Kip Hansen: “The only correct answer is: We have no idea how many buttons he will have Friday night because we cannot see into the future.”
The correct answer is that you’ve made a mash of the whole topic. It’s certainly true that you cannot guarantee now the then that has yet to happen. But statistics are not and have never been a guarantee.
Nor is there any necessity, or even sanity, in attempting at self-fulfilling logical positivist approaches to causality. Newton went commando with Hypothesis non Fingo. Kepler was a pure data fiddler. So was Galileo. Point of fact, any postulated cause has less expectation for correctness, in general, than a long chain of validated predictions arising from a non-causal model. And that’s putting aside any expected issues that arise from the field of physics and it’s distinct reliance on impossible objects taken to every infinite asymptote they can find.
And yet the things still work out. The problem here isn’t statistics, nor trends generally, but one of repetition and validation of long chain of predictions. Especially when you have non-replicable observables and need to see your trend go both up and down. The problem isn’t the math. And it isn’t the models per se.

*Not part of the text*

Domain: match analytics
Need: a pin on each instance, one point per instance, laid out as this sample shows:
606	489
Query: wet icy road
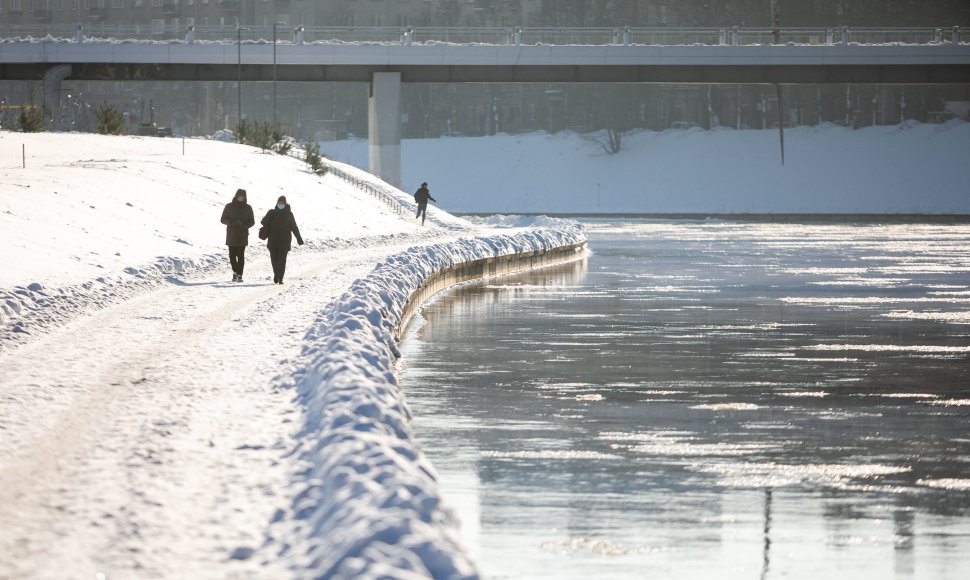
709	400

It’s a complete disregard for validating the results before launching into religious pronouncements that the world is doomed, that CO2 *is* the climate, or that there must be something terribly wrong with math.
“Dewey Beats Truman”
@ur momisugly Aynsley Kellow (8:17pm) — Nicely put. Precisely!
OMG buttons cause global warming.
“Models also are not themselves causes.”
Except the effect they have on the human mind.